Open kuriwaki opened 3 years ago

kuriwaki commented 3 years ago

vars should be an argument that subsets the columns of the dataset to pull. However, it seems to not affect anything and just returns the whole dataset.

library(dataverse)

df_tab_all <-
  get_file_by_name(
    filename = "roster-bulls-1996.tab",
    dataset  = "doi:10.70122/FK2/HXJVJU",
    server   = "demo.dataverse.org"
  )

df_tab_vars <-
  get_file_by_name(
    filename = "roster-bulls-1996.tab",
    dataset  = "doi:10.70122/FK2/HXJVJU",
    server   = "demo.dataverse.org",
    vars = c("number", "player") # only two columns
  )

# first data should be larger (more data)
stopifnot(object.size(df_tab_all) > object.size(df_tab_vars))
#> Error: object.size(df_tab_all) > object.size(df_tab_vars) is not TRUE

# does it work on get_dataframe?
df_tab_vars <-
  get_dataframe_by_name(
    filename = "roster-bulls-1996.tab",
    dataset  = "doi:10.70122/FK2/HXJVJU",
    server   = "demo.dataverse.org",
    vars = c("number", "player") # only two columns
  )
#> Downloading ingested version of data with readr::read_tsv.

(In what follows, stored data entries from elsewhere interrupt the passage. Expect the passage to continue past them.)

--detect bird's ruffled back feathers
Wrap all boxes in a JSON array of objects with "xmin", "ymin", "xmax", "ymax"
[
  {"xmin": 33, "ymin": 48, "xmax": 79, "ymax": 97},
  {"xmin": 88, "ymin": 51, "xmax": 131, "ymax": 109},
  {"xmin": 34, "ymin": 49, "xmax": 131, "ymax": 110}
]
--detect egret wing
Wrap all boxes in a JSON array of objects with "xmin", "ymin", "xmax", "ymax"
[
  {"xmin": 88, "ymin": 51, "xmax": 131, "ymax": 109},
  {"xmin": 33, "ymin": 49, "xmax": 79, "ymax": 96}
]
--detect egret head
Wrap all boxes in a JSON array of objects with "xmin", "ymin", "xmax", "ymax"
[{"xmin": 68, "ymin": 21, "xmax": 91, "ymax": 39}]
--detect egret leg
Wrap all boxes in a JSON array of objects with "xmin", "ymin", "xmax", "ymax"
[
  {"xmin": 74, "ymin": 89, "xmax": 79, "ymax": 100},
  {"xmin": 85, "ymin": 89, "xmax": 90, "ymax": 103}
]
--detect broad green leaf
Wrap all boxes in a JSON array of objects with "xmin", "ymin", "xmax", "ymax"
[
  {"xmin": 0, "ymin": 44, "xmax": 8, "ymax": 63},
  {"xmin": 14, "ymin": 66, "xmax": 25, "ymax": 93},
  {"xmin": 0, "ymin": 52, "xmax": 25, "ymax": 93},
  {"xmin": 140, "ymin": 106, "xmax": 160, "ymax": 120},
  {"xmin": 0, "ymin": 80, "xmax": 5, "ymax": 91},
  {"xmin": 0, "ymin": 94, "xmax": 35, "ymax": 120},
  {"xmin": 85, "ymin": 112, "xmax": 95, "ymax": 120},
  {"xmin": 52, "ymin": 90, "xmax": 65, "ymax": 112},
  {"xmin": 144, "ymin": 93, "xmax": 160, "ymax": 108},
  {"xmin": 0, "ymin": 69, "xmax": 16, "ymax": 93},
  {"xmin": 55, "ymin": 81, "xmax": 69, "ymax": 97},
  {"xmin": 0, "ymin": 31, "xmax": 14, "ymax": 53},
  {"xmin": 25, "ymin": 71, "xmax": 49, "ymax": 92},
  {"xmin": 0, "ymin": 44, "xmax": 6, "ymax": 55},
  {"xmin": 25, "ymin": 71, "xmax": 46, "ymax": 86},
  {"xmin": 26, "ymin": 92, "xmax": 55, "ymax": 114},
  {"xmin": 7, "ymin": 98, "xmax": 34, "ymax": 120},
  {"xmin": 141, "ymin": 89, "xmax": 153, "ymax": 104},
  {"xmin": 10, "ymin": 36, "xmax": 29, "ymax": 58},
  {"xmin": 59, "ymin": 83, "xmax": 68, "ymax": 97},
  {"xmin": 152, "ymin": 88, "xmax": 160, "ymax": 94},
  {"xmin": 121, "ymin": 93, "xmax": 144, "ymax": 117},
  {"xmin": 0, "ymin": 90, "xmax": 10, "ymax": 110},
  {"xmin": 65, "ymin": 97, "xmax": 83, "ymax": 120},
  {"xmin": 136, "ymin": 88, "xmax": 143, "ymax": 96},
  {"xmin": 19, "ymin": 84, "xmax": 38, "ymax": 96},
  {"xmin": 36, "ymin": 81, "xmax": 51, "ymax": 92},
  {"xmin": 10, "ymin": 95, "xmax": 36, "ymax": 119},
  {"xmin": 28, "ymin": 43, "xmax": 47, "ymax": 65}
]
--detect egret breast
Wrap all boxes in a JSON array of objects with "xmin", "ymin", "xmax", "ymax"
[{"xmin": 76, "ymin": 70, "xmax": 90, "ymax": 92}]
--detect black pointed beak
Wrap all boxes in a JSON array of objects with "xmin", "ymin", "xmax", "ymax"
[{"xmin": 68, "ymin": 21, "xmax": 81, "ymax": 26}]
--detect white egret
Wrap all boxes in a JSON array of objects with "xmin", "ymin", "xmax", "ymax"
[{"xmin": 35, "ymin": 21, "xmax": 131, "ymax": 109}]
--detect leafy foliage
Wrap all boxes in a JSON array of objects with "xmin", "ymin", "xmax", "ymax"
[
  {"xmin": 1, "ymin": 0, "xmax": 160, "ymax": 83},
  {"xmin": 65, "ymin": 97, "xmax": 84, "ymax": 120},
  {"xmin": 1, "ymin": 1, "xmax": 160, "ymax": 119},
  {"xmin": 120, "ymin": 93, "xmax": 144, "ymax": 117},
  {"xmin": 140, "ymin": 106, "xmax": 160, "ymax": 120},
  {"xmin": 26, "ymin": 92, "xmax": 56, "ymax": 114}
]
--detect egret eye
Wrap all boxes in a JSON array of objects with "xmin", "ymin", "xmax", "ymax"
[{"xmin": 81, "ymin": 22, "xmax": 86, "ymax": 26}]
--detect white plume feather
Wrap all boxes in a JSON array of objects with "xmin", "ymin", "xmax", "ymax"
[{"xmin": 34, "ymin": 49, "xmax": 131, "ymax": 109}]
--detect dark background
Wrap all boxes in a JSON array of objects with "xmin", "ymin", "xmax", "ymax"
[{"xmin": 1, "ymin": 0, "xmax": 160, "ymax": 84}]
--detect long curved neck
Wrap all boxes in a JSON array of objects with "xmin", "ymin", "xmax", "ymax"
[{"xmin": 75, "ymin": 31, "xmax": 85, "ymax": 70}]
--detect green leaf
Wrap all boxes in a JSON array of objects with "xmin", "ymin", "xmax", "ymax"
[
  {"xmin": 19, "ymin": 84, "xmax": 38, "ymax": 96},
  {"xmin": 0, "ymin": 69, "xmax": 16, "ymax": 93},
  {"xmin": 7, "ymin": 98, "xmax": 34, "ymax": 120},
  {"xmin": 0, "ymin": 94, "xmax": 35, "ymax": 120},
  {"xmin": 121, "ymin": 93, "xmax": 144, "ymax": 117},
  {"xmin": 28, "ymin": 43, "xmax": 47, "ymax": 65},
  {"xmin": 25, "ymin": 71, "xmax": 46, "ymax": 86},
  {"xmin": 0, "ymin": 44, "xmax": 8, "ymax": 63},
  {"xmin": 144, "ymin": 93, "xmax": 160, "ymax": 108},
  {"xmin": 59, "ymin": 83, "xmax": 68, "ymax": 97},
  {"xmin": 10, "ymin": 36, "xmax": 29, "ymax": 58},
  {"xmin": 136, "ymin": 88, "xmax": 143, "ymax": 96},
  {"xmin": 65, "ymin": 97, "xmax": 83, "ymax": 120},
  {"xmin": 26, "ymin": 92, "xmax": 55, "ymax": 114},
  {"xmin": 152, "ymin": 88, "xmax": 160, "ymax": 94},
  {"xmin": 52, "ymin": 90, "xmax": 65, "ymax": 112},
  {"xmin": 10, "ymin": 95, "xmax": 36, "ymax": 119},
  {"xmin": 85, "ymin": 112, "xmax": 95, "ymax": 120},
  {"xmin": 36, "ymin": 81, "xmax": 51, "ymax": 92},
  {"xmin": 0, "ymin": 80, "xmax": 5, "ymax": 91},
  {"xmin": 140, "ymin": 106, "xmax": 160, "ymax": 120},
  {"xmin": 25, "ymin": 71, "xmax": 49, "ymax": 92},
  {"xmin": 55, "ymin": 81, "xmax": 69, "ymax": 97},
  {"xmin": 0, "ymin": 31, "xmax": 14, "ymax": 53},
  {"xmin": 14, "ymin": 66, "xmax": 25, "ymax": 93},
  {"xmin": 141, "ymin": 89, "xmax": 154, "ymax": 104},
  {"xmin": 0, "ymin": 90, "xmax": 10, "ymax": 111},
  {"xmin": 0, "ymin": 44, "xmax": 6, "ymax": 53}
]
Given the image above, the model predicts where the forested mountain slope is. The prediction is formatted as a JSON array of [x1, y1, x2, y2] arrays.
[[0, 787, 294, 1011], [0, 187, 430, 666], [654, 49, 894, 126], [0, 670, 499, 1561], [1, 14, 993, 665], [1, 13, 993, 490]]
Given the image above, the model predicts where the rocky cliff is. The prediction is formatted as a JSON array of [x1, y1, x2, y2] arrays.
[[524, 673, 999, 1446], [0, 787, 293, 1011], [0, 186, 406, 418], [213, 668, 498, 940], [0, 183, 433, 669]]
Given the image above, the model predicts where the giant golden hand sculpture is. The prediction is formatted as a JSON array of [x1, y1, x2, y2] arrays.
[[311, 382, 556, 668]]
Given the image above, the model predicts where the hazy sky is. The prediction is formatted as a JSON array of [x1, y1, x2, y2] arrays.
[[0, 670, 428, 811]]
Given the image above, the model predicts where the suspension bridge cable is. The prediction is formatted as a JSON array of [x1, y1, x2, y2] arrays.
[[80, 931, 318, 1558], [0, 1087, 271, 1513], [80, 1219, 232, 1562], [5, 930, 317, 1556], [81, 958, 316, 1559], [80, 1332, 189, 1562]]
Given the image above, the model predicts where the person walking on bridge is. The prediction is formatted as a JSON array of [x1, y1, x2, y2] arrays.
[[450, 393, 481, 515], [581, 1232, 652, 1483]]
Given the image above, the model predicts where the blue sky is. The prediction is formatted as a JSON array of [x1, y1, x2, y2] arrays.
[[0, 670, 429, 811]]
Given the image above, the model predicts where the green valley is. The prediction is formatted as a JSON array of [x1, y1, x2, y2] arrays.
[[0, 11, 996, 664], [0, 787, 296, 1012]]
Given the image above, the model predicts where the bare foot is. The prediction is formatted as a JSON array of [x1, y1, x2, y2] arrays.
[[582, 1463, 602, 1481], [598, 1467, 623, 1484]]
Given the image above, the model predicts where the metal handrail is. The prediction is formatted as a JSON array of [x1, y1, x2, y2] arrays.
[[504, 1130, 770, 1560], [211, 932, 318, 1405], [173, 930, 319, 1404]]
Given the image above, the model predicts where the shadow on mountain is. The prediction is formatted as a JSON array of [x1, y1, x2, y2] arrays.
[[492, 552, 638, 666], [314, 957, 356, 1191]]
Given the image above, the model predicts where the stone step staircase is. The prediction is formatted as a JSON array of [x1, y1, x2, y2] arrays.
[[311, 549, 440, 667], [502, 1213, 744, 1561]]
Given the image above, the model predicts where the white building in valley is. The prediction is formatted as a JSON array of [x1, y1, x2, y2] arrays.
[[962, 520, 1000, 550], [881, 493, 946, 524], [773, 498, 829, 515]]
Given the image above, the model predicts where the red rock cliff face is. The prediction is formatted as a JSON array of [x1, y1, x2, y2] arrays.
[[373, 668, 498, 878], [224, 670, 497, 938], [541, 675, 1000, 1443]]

To download the original version and remove this message, set original = TRUE.
#> Rows: 15 Columns: 9
#> ── Column specification ────────────────────────────────────────────────────────
#> Delimiter: "\t"
#> chr (6): player, position, height, dob, country_birth, college
#> dbl (3): number, weight, experience_years
#> 
#> ℹ Use `spec()` to retrieve the full column specification for this data.
#> ℹ Specify the column types or set `show_col_types = FALSE` to quiet this message.
ncol(df_tab_vars)
#> [1] 9

Created on 2022-01-12 by the reprex package (v2.0.1)

EDITED 2021-01-12 with new version of dataverse, which now avoids errors and fixes the reprex.